All through the camp, fires glowed like golden blossoms among the tents. Here and there, men began to sing to the dahsimmer, a three-stringed instrument, one for the melody, two for the drone. Every time he had a sip of keese, Palindor would look at Ammadin so longingly that she realized that he was in love with her, not merely greedy for the horses a wife would bring him. Ye gods! she thought. What’s he doing, taking lessons from Dallo? She got up, excused herself, and went to her tent. Before she closed the flap, she listened for a moment to the clear strong voices of the men, singing of the two things they loved above all else: the hunt and war.
About an hour after dawn, the Kazrak officers rode down from the fort in Blosk to start the day’s haggling. The women and girls cut the horses they wanted to sell out of the herds and brought them down to the riverbank in a snorting, prancing procession. Their husbands and brothers stood nearby to make sure the Kazraks treated their women with the proper respect. Every man had the short curved bow slung over his back and in his belt, the leaf-blades steel knife, about eighteen inches long, that marked a man as an adult.
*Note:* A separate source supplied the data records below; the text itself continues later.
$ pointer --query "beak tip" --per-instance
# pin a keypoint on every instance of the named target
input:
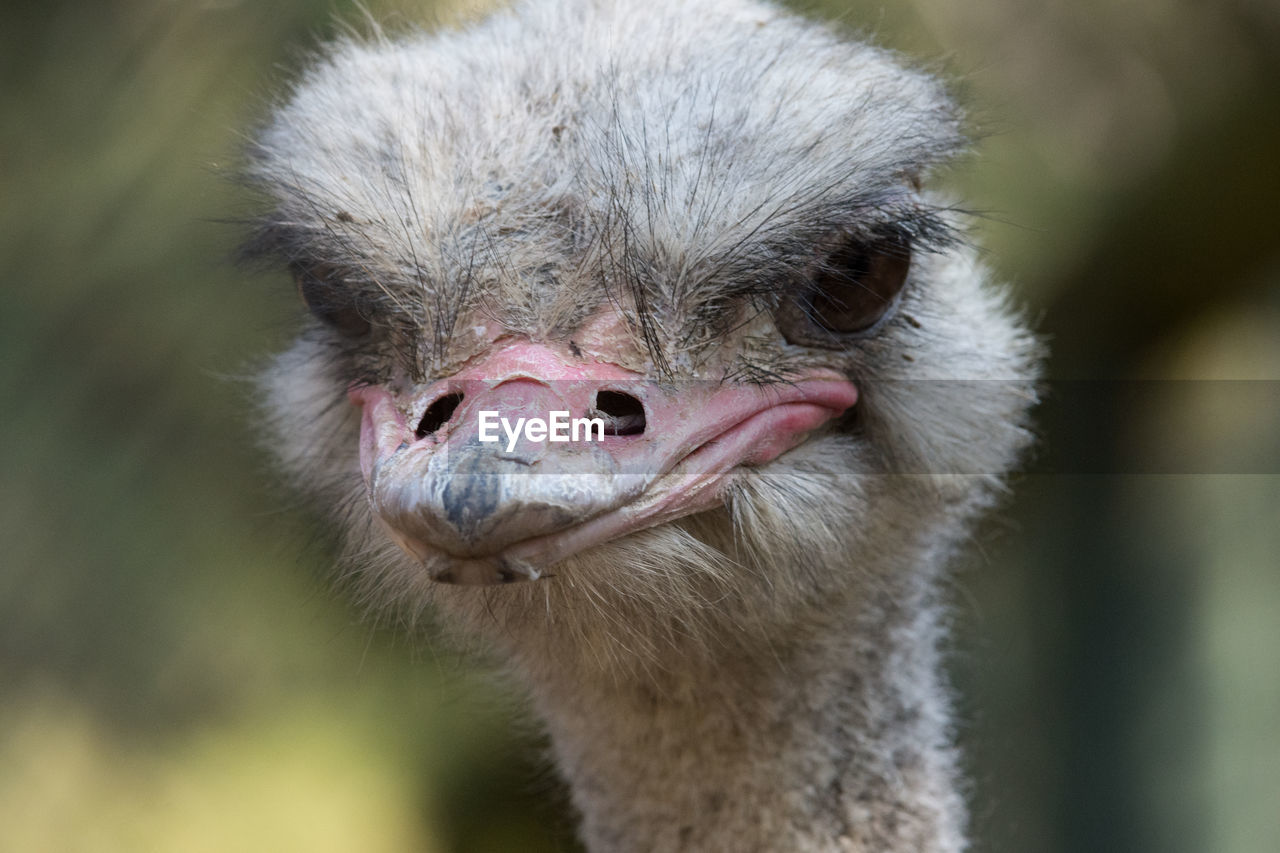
(485, 573)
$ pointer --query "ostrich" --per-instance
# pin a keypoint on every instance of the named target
(705, 227)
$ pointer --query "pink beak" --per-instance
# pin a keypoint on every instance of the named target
(504, 474)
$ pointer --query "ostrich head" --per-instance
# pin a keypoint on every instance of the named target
(709, 227)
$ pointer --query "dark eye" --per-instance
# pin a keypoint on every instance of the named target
(848, 292)
(328, 300)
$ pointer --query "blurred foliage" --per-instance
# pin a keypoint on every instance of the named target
(176, 676)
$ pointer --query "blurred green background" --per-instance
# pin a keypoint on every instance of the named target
(176, 675)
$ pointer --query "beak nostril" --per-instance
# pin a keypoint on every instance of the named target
(438, 414)
(624, 414)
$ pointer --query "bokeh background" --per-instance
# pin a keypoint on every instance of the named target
(177, 675)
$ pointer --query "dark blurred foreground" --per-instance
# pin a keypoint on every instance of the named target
(174, 674)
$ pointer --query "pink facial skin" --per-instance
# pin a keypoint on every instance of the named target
(526, 509)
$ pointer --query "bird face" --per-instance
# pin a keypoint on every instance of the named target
(702, 229)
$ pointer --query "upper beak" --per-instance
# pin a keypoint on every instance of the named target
(504, 486)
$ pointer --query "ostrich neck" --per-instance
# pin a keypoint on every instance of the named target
(837, 740)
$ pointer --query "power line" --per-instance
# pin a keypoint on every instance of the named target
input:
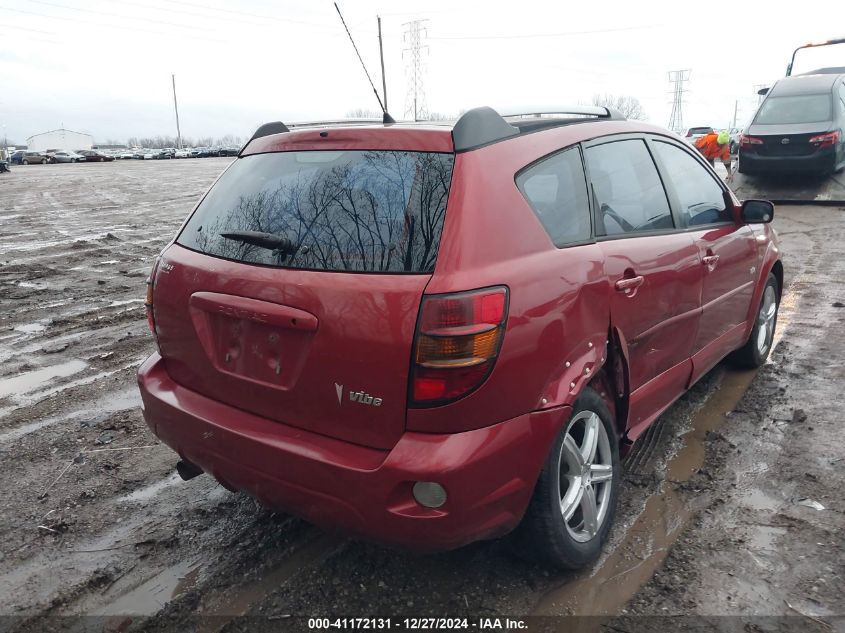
(678, 78)
(133, 29)
(415, 102)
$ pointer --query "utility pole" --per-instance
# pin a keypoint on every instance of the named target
(677, 78)
(176, 108)
(415, 103)
(381, 56)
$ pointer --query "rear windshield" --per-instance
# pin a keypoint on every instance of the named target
(795, 109)
(354, 211)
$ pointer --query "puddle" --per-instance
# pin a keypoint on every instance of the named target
(151, 596)
(605, 590)
(124, 302)
(148, 493)
(110, 403)
(237, 601)
(31, 328)
(32, 380)
(756, 499)
(32, 284)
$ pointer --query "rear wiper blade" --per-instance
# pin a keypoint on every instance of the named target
(264, 240)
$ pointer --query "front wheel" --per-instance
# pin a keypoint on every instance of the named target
(572, 508)
(756, 350)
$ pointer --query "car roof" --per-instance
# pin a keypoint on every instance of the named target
(804, 84)
(473, 129)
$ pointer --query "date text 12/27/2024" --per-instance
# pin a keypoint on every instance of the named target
(416, 624)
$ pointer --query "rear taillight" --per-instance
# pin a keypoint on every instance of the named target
(457, 341)
(826, 140)
(148, 301)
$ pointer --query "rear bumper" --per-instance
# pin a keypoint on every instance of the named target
(488, 473)
(819, 162)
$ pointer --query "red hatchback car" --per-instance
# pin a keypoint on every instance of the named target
(430, 334)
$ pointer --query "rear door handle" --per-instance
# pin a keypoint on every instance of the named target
(629, 283)
(710, 261)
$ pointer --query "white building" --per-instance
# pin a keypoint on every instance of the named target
(60, 139)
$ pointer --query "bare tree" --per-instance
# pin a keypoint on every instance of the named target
(629, 107)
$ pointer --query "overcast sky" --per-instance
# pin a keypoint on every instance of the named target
(104, 66)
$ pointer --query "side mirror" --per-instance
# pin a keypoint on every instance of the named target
(757, 212)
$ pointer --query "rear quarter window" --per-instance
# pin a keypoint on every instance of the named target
(556, 190)
(353, 211)
(813, 108)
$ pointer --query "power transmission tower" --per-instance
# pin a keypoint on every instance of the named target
(678, 78)
(415, 103)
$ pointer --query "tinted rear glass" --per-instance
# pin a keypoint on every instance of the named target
(356, 211)
(795, 109)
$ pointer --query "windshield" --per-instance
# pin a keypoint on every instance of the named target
(355, 211)
(794, 109)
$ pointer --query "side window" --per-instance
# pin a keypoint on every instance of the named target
(629, 195)
(556, 189)
(702, 199)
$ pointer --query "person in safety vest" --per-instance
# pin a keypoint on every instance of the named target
(716, 145)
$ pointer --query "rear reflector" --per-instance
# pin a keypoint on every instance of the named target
(457, 341)
(148, 301)
(826, 140)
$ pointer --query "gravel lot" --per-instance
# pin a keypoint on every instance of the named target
(97, 532)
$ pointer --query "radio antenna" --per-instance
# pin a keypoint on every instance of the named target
(386, 118)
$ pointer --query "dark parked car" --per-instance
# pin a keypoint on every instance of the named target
(433, 341)
(93, 156)
(798, 127)
(33, 158)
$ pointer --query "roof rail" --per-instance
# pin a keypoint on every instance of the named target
(601, 112)
(484, 125)
(274, 127)
(330, 122)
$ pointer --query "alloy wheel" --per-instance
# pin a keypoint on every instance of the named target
(586, 476)
(766, 320)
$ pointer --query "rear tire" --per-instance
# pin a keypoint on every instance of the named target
(574, 501)
(759, 344)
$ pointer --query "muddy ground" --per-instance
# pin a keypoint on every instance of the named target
(718, 518)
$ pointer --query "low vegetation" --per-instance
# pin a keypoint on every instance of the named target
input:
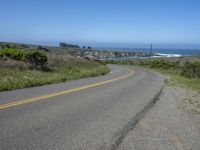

In their red tunics, buttoned tight with silver pegs, and grey wool trousers, the Kazrak officers moved stiffly, their backs as straight as arrows.
When Ammadin brought down two bay geldings from her herd, the comnee women fell back to let her have the first place in line. A dark young officer introduced himself to her as Brison and began to examine the bays. He ran practised hands down their legs and over their chests, then looked into their mouths.